Low-level API equivalents are available on `PoseEstimation`: `create_session`,
`list_sessions`, `delete_session`, `reset_session`, `register_many`, and `track_many`.
`track_many` requires a server that reports `track_many_supported=True` in capabilities.

<!--
## Benchmark

Measured on local servers.
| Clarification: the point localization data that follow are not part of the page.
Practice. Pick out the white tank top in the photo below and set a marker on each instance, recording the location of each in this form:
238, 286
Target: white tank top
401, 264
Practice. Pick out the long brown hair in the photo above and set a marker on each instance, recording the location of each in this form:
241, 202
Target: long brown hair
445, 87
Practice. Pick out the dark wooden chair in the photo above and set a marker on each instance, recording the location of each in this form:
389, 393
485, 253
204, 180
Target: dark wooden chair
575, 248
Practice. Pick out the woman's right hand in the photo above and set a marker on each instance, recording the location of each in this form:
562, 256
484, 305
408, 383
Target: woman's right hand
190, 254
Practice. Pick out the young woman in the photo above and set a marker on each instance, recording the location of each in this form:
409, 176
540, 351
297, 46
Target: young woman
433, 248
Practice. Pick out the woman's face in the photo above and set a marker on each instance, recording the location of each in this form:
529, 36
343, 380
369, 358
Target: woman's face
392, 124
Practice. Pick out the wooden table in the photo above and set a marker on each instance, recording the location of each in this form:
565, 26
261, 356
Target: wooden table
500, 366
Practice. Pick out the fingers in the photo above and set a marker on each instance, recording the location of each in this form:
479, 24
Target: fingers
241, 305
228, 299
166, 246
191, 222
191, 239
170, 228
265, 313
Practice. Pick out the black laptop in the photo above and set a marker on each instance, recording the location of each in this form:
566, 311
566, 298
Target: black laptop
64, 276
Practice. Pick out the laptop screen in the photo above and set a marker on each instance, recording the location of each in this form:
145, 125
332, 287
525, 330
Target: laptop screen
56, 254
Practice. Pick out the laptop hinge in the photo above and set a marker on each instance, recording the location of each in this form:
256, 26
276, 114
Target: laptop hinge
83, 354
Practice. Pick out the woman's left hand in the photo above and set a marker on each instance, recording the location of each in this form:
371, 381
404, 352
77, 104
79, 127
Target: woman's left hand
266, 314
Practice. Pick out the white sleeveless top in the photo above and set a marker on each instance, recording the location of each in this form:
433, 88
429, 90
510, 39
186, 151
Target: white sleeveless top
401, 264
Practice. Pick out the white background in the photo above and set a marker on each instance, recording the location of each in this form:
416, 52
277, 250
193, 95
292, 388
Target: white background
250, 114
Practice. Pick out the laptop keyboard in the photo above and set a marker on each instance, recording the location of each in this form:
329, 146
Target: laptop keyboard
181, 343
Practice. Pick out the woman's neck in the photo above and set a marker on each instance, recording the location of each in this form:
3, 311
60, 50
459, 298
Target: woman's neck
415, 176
Empty cells are not yet measured.

**RTX 5060**
| Task | Prompt | None (s) | JPEG (s) | PNG (s) | h264 (s) |
| --- | --- | --- | --- | --- | --- |
| Grounding DINO | text (human . cup .) | 0.86 | 0.35 | 0.50 | 0.52 |
| DINOv2 | image prompt | 0.85 | 0.49 | 0.65 | 0.63 |
| SAM2 | - |  |  |  |  |
| FoundationPose registration | - |  |  |  |  |
| FoundationPose track | - |  |  |  |  |

**RTX 5090**
| Task | Prompt | None (s) | JPEG (s) | PNG (s) | h264 (s) |
| --- | --- | --- | --- | --- | --- |
| Grounding DINO | text (human . cup .) |  |  |  |  |
| DINOv2 | image prompt |  |  |  |  |
| SAM2 | - |  |  |  |  |
| FoundationPose registration | - | 0.4 | - |  |  |
| FoundationPose track | - | 0.03 |  |  |  |
-->

## Release notes

- 0.1.2: Improved success detection for Segmentation responses (`result`/`success`/`status`), fixed image prompt registration/usage, added `check_vram` to PoseEstimation `register`.
- 0.1.1: Improved resource cleanup in PoseEstimation/Segmentation, use server defaults when iteration is omitted, added pose demo example.
- 0.1.0: Initial public release. Includes FoundationPose RPC client, real-time segmentation client, SSH-based mesh upload CLI/API.